柳楽優弥といえば、15年前、映画『誰も知らない』で第57回カンヌ国際映画祭の最優秀男優賞を14歳で受賞したことで知られる。若くして受賞したプレッシャーから、一時期は俳優の仕事を離れていたこともあるが、23歳頃から再び映画出演が急増し、翌年には『アオイホノオ』で連続ドラマ初主演。26歳の時に公開された主演映画『ディストラクション・ベイビーズ』では、ほとんどセリフのない役を圧倒的な存在感で演じきり、数々の映画賞を受賞した。その後の活躍は、ご存じの通り。

役者として思い悩む時期を過ごしてからの“復活”。そのきっかけは複数あるだろうが、業界の目を再び柳楽に向かせた理由の一つに、22歳で舞台初出演となった蜷川幸雄演出の『海辺のカフカ』(彩の国さいたま芸術劇場)があるだろう。

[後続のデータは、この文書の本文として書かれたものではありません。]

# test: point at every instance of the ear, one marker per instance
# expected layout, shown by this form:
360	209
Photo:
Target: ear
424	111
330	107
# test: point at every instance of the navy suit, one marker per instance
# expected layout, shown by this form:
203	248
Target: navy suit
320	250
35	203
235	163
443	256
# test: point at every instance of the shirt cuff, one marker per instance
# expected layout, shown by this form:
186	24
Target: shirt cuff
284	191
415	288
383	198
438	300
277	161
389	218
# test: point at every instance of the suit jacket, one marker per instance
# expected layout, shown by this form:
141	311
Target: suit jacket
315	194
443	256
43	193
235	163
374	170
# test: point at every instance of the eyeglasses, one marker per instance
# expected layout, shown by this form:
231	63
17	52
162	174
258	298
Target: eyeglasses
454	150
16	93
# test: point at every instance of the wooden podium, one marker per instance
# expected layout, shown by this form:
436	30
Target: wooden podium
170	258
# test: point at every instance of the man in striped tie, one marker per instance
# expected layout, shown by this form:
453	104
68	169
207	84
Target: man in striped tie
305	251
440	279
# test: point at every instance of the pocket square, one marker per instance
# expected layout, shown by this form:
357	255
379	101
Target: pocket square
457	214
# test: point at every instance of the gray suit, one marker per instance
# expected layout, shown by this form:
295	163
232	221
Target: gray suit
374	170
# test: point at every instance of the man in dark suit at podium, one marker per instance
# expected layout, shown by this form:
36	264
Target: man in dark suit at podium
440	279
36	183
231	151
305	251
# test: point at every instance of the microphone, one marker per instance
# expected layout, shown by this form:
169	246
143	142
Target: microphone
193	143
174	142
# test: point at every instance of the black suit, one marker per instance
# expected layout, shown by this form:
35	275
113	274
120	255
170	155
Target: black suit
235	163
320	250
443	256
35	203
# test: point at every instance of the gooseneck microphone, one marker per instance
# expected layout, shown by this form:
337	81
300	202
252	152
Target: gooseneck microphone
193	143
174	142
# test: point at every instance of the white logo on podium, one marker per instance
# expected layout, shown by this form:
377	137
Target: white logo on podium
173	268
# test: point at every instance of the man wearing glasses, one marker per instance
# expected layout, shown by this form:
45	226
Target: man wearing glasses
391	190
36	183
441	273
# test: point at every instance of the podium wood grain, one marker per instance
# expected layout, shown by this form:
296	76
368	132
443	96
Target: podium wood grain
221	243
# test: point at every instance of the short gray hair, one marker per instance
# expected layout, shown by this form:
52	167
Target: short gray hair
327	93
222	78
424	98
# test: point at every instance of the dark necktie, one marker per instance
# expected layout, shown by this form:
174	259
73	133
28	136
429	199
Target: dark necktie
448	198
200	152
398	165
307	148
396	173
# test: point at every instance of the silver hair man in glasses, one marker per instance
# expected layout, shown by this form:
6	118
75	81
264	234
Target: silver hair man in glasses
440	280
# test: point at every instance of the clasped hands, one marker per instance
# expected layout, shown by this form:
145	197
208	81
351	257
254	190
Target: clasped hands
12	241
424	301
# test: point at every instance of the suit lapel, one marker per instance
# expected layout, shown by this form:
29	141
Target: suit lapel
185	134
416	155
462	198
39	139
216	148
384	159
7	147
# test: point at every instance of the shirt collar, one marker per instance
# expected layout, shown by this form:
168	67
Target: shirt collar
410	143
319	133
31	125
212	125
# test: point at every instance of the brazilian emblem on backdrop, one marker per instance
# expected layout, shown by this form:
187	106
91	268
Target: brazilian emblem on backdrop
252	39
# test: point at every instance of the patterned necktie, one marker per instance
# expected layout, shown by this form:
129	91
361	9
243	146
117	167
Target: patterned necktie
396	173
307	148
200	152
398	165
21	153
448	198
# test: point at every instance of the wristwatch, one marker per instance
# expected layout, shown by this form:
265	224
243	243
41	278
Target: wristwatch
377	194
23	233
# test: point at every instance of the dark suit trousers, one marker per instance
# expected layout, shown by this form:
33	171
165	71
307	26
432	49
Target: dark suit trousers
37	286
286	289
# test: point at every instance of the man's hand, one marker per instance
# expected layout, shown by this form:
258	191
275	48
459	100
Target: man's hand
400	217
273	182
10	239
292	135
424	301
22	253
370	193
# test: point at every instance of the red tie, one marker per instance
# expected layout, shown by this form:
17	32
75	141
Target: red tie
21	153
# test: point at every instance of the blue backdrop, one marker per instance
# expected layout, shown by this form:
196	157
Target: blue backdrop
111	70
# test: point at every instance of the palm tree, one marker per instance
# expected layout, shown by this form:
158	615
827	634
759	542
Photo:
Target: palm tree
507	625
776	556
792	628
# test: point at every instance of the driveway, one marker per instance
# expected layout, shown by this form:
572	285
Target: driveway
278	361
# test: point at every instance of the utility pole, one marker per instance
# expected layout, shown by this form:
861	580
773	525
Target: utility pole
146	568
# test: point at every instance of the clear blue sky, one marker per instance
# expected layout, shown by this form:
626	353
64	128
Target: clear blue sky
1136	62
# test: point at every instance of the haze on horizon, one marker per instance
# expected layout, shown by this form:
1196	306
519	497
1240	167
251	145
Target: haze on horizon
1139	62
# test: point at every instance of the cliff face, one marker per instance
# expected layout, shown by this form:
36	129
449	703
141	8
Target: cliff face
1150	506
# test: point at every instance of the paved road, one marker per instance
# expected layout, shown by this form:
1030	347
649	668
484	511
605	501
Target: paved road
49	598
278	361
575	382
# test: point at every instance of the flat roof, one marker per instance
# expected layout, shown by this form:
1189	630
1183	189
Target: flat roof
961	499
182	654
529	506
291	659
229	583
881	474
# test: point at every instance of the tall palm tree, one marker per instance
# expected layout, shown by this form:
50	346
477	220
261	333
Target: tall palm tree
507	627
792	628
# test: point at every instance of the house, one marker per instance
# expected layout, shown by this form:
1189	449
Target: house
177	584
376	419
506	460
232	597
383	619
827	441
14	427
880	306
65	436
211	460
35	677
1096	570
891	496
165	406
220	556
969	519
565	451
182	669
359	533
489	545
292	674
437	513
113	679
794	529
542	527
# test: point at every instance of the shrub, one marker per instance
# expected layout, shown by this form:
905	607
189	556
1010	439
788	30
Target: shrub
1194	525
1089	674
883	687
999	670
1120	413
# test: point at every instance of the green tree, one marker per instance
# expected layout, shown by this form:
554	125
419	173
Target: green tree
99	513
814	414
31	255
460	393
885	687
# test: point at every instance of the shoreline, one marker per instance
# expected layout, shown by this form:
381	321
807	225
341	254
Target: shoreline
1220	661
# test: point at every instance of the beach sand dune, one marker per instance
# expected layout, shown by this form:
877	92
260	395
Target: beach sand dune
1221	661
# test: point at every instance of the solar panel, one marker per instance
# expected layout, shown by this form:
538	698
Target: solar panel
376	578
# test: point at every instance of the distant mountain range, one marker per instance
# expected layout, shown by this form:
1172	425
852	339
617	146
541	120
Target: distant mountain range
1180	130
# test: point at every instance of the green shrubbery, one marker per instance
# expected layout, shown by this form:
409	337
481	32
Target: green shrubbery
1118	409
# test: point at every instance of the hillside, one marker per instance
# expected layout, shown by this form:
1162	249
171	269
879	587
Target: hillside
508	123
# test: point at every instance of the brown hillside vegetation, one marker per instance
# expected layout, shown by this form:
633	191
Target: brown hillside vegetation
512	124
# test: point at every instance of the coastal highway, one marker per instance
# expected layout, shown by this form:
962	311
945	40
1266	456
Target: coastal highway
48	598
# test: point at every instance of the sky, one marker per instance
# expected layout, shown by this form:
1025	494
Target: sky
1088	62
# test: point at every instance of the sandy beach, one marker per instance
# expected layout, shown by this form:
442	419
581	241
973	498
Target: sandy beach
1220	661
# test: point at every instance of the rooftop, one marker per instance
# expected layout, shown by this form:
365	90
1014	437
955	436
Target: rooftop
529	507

蜷川のもとで身体を絞り、新たな“芝居の筋肉”を作り出すことで、天賦の才が再び輝きを取り戻した、ともいえるのだ。4年ぶりとなる舞台出演に際しての注目は、そんなゆかりの地・彩の国さいたま芸術劇場に、柳楽が再び立つということ。そして、晩年の蜷川がそのクリエイティビティに惚れ込んだ劇作家・演出家の藤田貴大が、演出を手がけ本るということだろう。

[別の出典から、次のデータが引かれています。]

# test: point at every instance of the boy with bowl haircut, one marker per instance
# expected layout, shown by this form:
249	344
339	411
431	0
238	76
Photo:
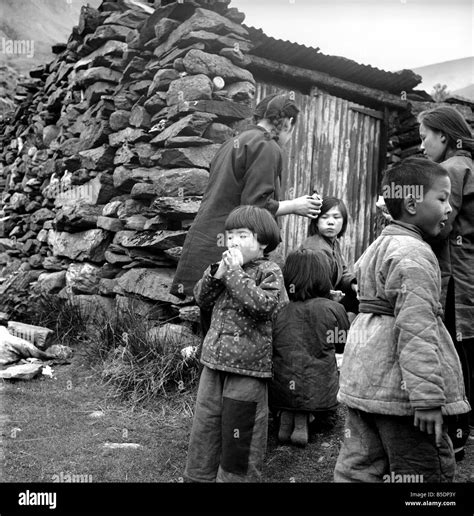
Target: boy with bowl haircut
243	290
401	377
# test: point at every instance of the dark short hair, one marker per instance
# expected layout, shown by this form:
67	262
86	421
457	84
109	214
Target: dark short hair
328	204
259	221
307	274
410	172
451	123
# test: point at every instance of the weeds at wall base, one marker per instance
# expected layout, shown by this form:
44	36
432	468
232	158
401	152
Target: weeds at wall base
136	366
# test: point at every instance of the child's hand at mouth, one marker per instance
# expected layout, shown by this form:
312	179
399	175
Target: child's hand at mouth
233	258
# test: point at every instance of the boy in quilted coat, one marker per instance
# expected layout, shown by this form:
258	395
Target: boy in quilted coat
401	377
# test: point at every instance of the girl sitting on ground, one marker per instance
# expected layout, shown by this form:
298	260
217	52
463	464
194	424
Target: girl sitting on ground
324	233
307	333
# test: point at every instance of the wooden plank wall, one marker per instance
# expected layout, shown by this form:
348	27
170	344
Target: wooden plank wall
335	148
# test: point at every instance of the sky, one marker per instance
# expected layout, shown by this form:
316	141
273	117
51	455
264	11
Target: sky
388	34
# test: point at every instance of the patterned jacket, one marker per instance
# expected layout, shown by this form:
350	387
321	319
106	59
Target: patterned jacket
243	302
399	355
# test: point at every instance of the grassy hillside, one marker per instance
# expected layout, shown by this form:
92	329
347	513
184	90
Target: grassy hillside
456	74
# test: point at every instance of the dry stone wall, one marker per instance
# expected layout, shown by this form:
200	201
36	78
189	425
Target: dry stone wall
106	159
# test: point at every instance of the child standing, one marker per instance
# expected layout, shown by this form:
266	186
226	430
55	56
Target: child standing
324	232
307	333
401	377
229	432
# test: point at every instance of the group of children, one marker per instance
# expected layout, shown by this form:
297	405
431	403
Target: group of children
274	334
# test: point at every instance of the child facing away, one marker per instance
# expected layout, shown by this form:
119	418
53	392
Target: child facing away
324	232
401	377
307	333
229	432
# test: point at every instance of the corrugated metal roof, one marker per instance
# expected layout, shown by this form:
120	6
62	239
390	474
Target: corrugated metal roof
291	53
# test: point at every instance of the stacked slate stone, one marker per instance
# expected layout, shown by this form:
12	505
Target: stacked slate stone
404	137
107	162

本作のモチーフとなるのは“ヒーロー”。現代の都市を舞台に善と悪の相克を描く予定で、これまで故郷や子ども時代、架空の町を背景に物語を描いてきた藤田にとっても新たな挑戦となる。

出演は、妹の死の謎を追う役どころの柳楽のほか、同じ孤児仲間でともに行動する青年に、藤田作品2度目の出演となる宮沢氷魚(ひお)。また、事件の背後にいることが徐々に明らかになる男には、ナチュラルな演技でドラマやCMにも活躍の場を広げる井之脇海(かい)が挑む。

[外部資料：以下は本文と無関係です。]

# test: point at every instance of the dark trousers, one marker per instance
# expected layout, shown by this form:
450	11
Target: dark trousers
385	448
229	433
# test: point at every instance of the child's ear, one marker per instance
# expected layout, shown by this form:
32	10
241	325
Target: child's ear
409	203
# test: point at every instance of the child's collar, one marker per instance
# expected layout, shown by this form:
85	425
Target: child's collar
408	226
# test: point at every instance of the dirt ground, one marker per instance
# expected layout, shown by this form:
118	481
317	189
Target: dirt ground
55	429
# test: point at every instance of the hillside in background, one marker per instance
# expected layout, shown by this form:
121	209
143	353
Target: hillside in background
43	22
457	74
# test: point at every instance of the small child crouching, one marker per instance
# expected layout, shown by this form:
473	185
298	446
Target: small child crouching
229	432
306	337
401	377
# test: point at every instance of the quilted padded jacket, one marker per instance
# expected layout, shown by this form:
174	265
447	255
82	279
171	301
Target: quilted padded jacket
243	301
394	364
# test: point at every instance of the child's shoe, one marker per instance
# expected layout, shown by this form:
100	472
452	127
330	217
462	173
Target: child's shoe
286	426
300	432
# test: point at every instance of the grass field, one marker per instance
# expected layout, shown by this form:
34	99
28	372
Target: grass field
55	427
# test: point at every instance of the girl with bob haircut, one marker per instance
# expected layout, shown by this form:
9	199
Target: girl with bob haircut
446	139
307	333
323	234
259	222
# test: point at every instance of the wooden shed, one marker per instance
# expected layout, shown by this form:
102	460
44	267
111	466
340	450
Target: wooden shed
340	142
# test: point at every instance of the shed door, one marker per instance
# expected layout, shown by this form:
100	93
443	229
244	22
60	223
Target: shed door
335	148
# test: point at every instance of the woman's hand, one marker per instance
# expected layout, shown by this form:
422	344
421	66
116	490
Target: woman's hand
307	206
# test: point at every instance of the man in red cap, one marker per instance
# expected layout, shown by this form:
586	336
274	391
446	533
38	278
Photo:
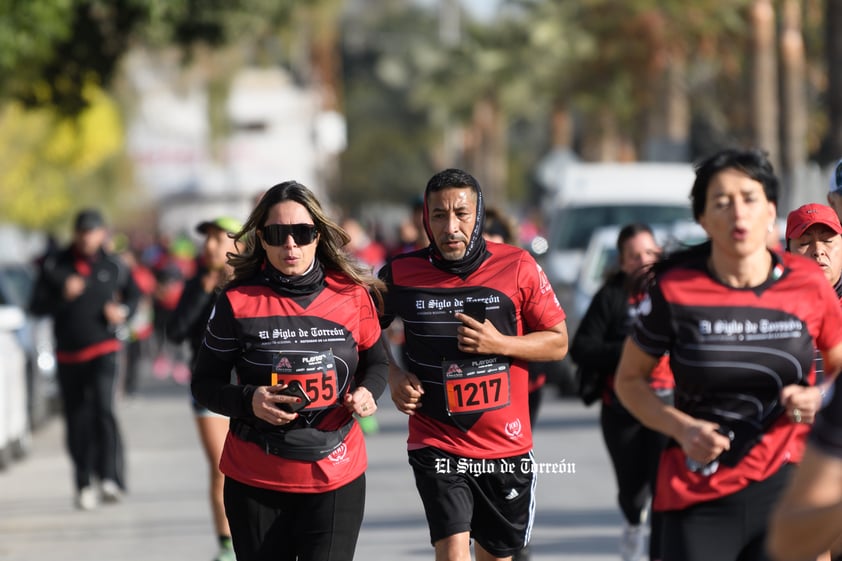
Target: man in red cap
813	230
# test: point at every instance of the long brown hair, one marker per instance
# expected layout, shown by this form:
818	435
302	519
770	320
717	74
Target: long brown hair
331	240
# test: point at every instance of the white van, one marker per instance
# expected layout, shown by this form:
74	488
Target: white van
591	195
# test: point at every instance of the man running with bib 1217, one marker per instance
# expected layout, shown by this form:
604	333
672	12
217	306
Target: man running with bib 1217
474	313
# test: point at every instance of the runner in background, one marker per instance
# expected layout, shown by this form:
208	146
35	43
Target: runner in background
188	323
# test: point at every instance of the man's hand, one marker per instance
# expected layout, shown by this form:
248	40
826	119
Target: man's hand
701	441
406	390
361	402
478	337
801	402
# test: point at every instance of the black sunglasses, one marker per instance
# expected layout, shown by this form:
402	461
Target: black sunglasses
277	234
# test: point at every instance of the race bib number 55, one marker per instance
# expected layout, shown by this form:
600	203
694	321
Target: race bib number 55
316	373
474	386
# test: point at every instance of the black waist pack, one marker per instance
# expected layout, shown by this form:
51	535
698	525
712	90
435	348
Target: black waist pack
303	444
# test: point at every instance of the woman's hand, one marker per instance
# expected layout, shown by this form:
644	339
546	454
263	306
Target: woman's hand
801	402
361	402
701	441
265	402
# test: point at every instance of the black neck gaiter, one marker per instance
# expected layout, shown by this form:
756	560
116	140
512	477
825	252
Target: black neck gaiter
309	282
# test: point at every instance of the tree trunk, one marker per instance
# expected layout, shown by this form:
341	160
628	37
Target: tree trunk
668	130
764	85
794	89
833	42
486	150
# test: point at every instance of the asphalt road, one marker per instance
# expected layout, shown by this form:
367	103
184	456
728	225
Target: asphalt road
166	513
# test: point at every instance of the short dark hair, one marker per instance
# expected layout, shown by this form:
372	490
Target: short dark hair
752	162
452	177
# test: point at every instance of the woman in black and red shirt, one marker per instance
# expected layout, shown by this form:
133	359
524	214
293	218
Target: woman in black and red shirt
634	449
739	323
298	314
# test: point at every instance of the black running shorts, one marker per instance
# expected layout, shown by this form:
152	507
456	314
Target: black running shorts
494	500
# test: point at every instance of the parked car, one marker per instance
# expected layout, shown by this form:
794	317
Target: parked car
35	336
15	434
599	260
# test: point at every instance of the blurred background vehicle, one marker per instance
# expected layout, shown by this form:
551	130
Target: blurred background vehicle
15	433
599	260
590	195
35	337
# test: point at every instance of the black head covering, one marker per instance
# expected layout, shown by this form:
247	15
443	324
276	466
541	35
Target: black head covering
475	253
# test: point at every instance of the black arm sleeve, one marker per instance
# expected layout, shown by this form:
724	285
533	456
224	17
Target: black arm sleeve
211	384
598	342
373	369
388	314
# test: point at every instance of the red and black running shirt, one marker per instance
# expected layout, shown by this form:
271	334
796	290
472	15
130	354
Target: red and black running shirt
250	324
731	352
473	405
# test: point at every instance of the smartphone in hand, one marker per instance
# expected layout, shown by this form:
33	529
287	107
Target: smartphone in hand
294	389
475	309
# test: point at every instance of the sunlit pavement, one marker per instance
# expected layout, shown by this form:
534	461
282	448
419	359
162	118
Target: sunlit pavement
166	513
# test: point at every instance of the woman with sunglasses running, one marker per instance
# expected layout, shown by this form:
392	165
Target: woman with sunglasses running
739	323
298	325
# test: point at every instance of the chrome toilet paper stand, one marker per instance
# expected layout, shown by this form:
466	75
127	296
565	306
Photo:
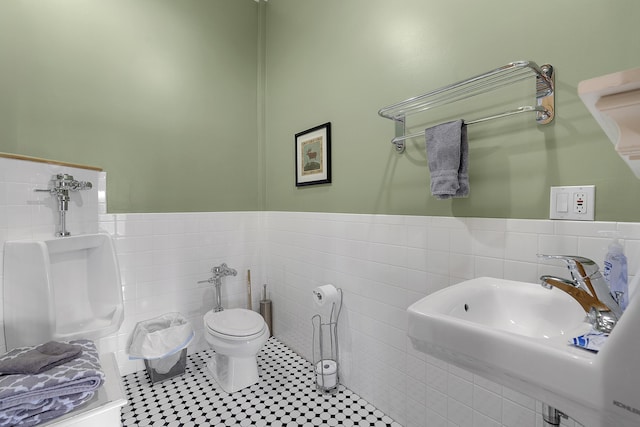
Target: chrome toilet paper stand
326	367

常に新しい可能性を模索する藤田が衣装担当に選んだのは、パリ・コレクションにも参加しているファッションブランド「アンリアレイジ」のデザイナー、森永邦彦。細やかなパッチワークや、光の当て方でさまざまな色が浮かび上がる素材など、斬新な発想と技術力を組み合わせたデザインに特徴がある。今後の日本映画・演劇界を担う柳楽たち俳優を、藤田の演出はどう照らし出すのか。その行方を見守りたい。

 

撮影◎西村裕介

世田谷パブリックシアター+KERA・MAP#009
キネマと恋人

6月8〜23日/東京・世田谷パブリックシアター
作・演出/ケラリーノ・サンドロヴィッチ
出演/妻夫木聡、緒川たまき、ともさかりえ、三上市朗、佐藤誓、橋本淳、尾方宣久、廣川三憲、村岡希美、崎山莉奈、王下貴司、仁科幸、北川結、片山敦郎
☎03・5432・1515(世田谷パブリックシアターチケットセンター) ※全国公演あり

深い物語性と巧みな会話、観終わった後は一冊の長編小説を読み終えたような満ち足りた気分になる――。昨年は紫綬褒章も受章し、いまや日本を代表する“作家”の一人といっても過言ではない劇作家・演出家のケラリーノ・サンドロヴィッチ。ウディ・アレンの映画『カイロの紫のバラ』を下敷きに、設定を日本に移して書き上げたのが本作だ。

今回は3年ぶりの再演。貧しい生活のなかで映画だけが生きがいのハルコに緒川たまき、銀幕から飛び出した“寅蔵”と、寅蔵を演じる俳優・高木の2役に妻夫木聡と、初演キャストの続投もうれしい。ただの翻案モノではない、独特の味わいをぜひ。

 

 

明後日公演2019芝居噺弐席目
後家安とその妹 

5月25日〜6月4日/東京・紀伊國屋ホール
脚本・演出/豊原功補 原案/三遊亭圓朝「鶴殺疾刃庖刀」、古今亭志ん生「後家安とその妹」
出演/毎熊克哉、芋生悠、森岡龍、広山詞葉、福島マリコ、古山憲太郎、豊原功補ほか
☎03・6412・7205(株式会社明後日)

元御家人だが、いまは放蕩三昧の生活を送る後家安(ごけやす)。妹のお藤は大名に見初められて側室になるが、御家人の身分に未練をもつ後家安は......。俳優の豊原功補が、落語と演劇の新たな融合を目指して脚本・演出を手がける「芝居噺」シリーズ第2弾。今回も前作同様、三遊亭圓朝の落語を原案にした新作で、単なる落語の舞台化にとどまらない構成だ。主人公の後家安には、NHK連続テレビ小説『まんぷく』での寡黙な森本役も記憶に新しい毎熊(まいぐま)ほかの若手俳優とは一線を画す毎熊が、圓朝の“人情噺”で新たな境地を見せる。